# Easy Software und mehr...



## HSThomas (18 Dezember 2007)

Moin moin,

ich weiss, die Easy ist keine wirkliche SPS, sie ist nur ein besseres Relais, aber dennoch hätte ich da mal eine Frage.

Im Zuge der Inventur (hier bitte ganz schlimme Flüche einfügen) entdeckte ich bei uns im Lager ein paar ältere Easys. Jetzt kam mir die Idee, dass die ja vielleicht nicht nur gute Buchstützen, sondern vielleicht auch noch eine nette Möglichkeit für meinen Lehrling und meinen Umschüler sind, die ersten Gehversuche mit einer SPS zu machen. Also um so das Grundverständniss erlangen, wie eine SPS arbeitet (Eingangsbild, Ausgangsbild, zyklischer Ablauf, etc.).

Jetzt fand ich aber nur die CPUs und das Programmierkabel. Wie sieht das aus, reicht die Demo Version der Software, um kleine Programme auf die Easy zu spielen, oder muss man da die volle Version haben? 

Ich selber habe die Easy noch nie benutzt, daher weis ich auch garnicht, wie sinnvoll sie für so einen Einsatz überhaupt ist - in meine Anlagen passen sie jedenfalls nicht.


Vorweihnachtliche Grüße

Hauke


----------



## Schnick und Schnack (18 Dezember 2007)

*Hi*

Hi hauke

Um den Azubis was beizubringen würde ich die easy nicht empfehlen. Die meisten Easy werden mit easy-soft programmiert, wobei man soweit ich mich erinnern kann nur in einem KOP verschnitt programmieren kann. Die neuen Easy-control kann man dafür mit codesys programmieren. Wäre eher zu empfehlen. 

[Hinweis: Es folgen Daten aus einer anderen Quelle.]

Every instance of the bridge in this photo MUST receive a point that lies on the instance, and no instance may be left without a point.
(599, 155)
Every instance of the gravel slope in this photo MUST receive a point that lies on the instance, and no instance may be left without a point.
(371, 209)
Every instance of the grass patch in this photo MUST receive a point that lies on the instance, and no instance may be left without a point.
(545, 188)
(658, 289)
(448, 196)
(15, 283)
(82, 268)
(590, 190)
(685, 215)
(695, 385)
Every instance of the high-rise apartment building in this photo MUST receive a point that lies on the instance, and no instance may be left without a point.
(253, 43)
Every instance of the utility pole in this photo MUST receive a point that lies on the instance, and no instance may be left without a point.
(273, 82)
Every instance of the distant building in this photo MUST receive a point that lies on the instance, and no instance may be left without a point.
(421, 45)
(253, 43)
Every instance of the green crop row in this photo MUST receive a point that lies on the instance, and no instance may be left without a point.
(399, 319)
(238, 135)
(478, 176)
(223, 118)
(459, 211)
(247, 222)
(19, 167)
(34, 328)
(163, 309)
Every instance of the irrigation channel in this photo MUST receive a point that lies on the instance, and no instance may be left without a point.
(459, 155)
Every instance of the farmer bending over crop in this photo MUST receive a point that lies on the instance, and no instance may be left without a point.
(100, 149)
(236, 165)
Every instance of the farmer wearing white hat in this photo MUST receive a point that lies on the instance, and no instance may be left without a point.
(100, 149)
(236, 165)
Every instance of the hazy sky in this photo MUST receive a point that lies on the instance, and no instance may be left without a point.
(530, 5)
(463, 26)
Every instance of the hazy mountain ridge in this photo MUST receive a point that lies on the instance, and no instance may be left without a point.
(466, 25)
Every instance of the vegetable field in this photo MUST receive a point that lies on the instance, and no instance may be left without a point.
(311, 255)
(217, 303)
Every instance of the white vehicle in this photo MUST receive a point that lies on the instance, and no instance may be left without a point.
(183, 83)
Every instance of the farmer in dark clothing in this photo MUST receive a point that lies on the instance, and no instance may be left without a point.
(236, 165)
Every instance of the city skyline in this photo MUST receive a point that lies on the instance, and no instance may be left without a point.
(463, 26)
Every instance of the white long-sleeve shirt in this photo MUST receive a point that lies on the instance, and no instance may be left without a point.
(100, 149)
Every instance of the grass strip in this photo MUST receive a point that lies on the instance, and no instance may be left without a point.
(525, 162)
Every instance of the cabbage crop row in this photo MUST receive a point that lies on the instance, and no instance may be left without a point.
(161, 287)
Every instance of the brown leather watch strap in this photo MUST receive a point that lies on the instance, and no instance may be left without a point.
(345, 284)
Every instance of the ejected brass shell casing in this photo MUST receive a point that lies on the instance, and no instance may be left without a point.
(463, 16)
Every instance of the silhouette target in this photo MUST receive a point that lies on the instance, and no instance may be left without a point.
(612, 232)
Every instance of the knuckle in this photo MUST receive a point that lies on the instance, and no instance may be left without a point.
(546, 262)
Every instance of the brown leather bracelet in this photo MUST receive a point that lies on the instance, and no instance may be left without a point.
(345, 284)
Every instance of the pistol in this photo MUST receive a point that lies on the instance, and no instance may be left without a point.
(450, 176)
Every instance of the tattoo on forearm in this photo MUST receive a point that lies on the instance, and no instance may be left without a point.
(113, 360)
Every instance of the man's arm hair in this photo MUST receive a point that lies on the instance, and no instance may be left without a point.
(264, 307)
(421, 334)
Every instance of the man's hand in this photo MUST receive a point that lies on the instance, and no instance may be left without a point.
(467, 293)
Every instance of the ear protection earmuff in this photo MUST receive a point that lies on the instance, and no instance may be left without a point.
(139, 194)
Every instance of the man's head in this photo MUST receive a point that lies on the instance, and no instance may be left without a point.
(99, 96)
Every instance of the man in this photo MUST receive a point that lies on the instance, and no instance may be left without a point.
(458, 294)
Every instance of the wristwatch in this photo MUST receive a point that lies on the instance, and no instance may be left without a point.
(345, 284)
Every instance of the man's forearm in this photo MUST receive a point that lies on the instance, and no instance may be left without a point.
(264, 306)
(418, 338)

Nun haste aber die alten rumstehen. Entweder du lässt deine Jungs KOP programmieren, oder verkaufst die Dinger. Kannst leicht ne Jalousie odern nen Garagentor automatisieren. Viel mehr nicht.  

(Betreffend Demo, bezweifle ich, fallste die Dinger behalten möchtest probiers aus. Denke jedoch nicht dass es klappt)

Gruss Anis


----------



## lorenz2512 (18 Dezember 2007)

hallo,
um sps zum lernen nicht zu empfehlen, aber als ergänzung gut geeignet, die demo kann glaub ich nicht online gehen, aber ein gespräch mit einem möller vertreter könnte die vollversion bringen.


----------



## Schnick und Schnack (20 Dezember 2007)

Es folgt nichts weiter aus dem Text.